«Es gab keinen Grund, M13 zu töten»

Kaum aus dem Winterschlaf erwacht, wurde der Braunbär M13 abgeschossen. Sara Wehrli, Wildtierexpertin beim Schweizer Tierschutz, sagt, weshalb das die falsche Lösung war.

Der Braunbär M13 im April 2012 in der Nähe von Scuol. (Bild: Mario Riatsch)

Kaum aus dem Winterschlaf erwacht, wurde der Bär M13 abgeschossen. Sara Wehrli, Wildtierexpertin beim Schweizer Tierschutz, sagt, weshalb das die falsche Lösung war.

(Bild: zVg)

Frau Wehrli*, der Bär M13 hat im Puschlav durch seinen Anblick ein Mädchen erschreckt. Von einem Angriff oder agressivem Verhalten ist nichts bekannt. Genügt das, um ihn als Risikobären zu klassifizieren und zu töten?
Eigentlich nicht.
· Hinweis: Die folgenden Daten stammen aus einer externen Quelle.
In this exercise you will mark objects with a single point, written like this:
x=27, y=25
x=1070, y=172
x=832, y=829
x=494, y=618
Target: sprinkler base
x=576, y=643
Wenn man die Definition Risikobär, wie es das «Konzept Bär» (siehe Hintergund zum Artikel) festhält, konsequent anwenden würde, dann hätte man den Bären nicht zum Abschuss freigeben dürfen. Es gab keinen Grund, M13 zu töten. Aber die Behörden waren offensichtlich im Dilemma: Der Druck seitens der Bevölkerung ist in den letzten Tagen immer grösser geworden – und wenn irgendwann tatsächlich etwas passiert wäre, hätte man den Behörden natürlich Nichtstun vorgeworfen.
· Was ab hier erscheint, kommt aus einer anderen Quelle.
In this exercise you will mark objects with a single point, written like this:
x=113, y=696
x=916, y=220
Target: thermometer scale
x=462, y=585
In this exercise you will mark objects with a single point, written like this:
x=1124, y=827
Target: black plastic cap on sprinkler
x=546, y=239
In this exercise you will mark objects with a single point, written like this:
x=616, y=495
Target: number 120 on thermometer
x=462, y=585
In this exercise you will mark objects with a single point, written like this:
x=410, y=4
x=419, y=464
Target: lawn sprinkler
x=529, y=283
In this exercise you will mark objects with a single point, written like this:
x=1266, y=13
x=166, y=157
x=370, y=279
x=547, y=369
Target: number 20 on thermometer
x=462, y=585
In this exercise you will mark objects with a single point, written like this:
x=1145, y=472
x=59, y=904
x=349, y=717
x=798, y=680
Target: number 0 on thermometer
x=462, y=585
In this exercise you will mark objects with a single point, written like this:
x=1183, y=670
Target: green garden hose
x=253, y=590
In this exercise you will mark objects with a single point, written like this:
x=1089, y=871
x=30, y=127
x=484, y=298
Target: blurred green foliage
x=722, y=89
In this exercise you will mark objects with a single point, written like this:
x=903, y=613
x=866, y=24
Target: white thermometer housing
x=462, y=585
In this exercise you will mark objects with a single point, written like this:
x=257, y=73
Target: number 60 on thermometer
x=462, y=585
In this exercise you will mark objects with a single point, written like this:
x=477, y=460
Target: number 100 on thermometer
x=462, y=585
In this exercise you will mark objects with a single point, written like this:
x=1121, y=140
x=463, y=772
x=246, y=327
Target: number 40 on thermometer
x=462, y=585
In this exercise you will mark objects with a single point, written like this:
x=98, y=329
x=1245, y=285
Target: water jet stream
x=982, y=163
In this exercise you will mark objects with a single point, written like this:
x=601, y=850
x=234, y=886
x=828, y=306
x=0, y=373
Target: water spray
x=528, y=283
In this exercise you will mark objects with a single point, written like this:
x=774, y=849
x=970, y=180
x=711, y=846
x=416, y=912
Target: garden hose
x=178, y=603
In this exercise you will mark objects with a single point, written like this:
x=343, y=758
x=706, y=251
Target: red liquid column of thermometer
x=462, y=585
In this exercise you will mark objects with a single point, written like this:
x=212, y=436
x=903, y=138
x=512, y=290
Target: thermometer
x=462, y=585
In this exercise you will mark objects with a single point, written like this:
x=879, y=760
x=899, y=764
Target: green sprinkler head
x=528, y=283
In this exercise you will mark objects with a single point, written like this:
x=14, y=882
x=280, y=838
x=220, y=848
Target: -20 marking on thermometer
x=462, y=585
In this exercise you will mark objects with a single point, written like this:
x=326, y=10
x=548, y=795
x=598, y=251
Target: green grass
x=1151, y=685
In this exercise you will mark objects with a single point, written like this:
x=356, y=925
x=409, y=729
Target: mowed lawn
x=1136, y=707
Nun hat man M13 also als Risikobären eingestuft. Was wäre denn das Risiko gewesen?
Die Gefahr bei einem Bären, der den Menschen nahe kommt, löst eigentlich wiederum der Mensch aus. Wenn dieser sich falsch verhält, den Bären zum Beispiel erschreckt, kann das beim Tier Kampf- oder Jagdverhalten auslösen. Wenn man ruhig bleibt und sich langsam entfernt, ist das Risiko eines Angriffs eher gering.

Das Risiko eines Angriffs
ist eher gering.

Aus den USA oder aus Kanada weiss man, dass dort Bären den Menschen sehr nahe kommen, etwa auf Campingplätzen. Von Attacken ist jedoch selten die Rede.
Das hat verschiedene Gründe: Zum einen ist dort das Bewusstsein und die Akzeptanz, dass Bären da sind, viel stärker als bei uns. Dementsprechend wissen die Menschen auch, wie sie sich einem Bären gegenüber zu verhalten haben. Zum anderen sind auch viele Massnahmen getroffen worden, die den Bären die Nahrungssuche nahe bei den Menschen erschweren. So sind etwa die Abfalleimer extrem gut gesichert, und überall gibt es Hinweise, wie Lebensmittel entsorgt werden sollen, damit Bären nicht angelockt werden.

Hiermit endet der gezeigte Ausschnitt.